Castillo writes: “In memory of the GREATEST of all time MUHAMMAD ALI, who passed away yesterday June 3rd 2016, I post a picture taken in Belize 51 years ago in July 1965 at the Palace Theatre. That year my father, Santiago Castillo, who was into promotions, brought Muhammad Ali to Belize for a sparring competition. The 2nd night of the sparring exhibition, Ali told them to open the doors and let everyone in FREE of CHARGE. This was the type of man Ali was. I got his autograph that night when this photo was taken. Sitting up front, starting from the left, is Santi Castillo, 9, with my Nanny. Sitting left of Ali is Mrs. Veronica Tucker, wife of Mr. Clive, who worked for my father, as well as Net Vasquez. To the right of ALI is Dean Lindo and right behind him, my father’s driver for almost 50 years, Joe Carillo. For those of you older than I, you may recognize others in the photo. They tell me it is the Hunter brothers in the back row on the right side. Indeed, ALI was the GREATEST of all time: He was a great human being: Champ, Colorful, Flamboyant, Charismatic, Fast, Pretty, Eloquent, Poetic, Controversial, Compassionate, and of course, GREAT; but not too GREAT to visit us in Belize. RIP, the GREATEST.”
Muhammad Ali’s professional career as a boxer spanned over two decades, during which time he fought 62 fights and won 56. He only lost five fights and out of those 56 wins, 37 of those were knockouts.

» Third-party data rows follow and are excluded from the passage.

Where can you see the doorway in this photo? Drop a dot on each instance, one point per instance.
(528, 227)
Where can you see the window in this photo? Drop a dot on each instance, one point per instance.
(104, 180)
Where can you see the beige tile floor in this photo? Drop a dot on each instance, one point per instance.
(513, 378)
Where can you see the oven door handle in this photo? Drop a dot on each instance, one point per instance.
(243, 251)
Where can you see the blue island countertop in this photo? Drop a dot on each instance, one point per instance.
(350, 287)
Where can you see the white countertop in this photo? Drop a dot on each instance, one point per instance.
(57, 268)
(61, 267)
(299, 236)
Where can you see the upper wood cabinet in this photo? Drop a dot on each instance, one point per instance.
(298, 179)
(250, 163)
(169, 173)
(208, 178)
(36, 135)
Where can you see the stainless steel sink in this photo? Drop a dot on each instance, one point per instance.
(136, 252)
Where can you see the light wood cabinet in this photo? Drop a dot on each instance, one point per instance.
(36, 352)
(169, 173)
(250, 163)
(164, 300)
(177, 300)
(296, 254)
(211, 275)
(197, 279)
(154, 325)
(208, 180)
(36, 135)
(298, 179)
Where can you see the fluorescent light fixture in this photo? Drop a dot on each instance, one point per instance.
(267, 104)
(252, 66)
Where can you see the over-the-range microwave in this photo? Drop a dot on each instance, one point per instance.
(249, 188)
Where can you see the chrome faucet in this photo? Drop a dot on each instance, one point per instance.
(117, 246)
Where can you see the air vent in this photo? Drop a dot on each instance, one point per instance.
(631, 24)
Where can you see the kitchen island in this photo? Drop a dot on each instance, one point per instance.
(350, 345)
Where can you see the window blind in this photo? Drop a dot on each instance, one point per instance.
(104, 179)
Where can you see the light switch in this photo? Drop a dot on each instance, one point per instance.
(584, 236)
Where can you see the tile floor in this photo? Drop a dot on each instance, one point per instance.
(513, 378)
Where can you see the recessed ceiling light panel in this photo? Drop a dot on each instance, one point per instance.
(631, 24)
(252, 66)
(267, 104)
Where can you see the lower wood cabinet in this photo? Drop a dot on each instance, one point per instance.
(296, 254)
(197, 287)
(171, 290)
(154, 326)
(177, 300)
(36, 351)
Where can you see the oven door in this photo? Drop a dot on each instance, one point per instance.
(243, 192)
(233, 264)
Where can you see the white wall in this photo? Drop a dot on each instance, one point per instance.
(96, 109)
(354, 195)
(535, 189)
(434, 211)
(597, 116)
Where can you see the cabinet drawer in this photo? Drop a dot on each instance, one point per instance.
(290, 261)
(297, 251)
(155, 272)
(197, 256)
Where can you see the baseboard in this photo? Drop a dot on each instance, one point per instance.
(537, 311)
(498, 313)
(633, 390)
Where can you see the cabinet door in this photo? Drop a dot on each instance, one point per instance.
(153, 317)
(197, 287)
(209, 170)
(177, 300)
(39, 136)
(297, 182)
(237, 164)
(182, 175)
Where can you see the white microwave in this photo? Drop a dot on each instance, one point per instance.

Once when he was asked how he would like to be remembered, Muhammad Ali replied, as only Muhammad Ali can: “As a man who never sold out his people; but if that’s too much, then just a good boxer. I won’t even mind if you don’t mention how pretty I was.”
Many world leaders, sports luminaries, many friends and countless millions of fans mourn his passing – Muhammad Ali, The Greatest, the People’s Champion, loved by the world not only for his legendary, unsurpassed skill in the ring, but also for who he was outside the ring: a charismatic, generous, courageous human being who loved people and stood up for what he thought was right, no matter the cost. The world will miss him. Farewell, Champ!
The eulogy for Muhammad Ali, who will be laid to rest on Friday, will be read by the former US President William Jefferson “Bill” Clinton, Bryant Gumble and Bill Crystal.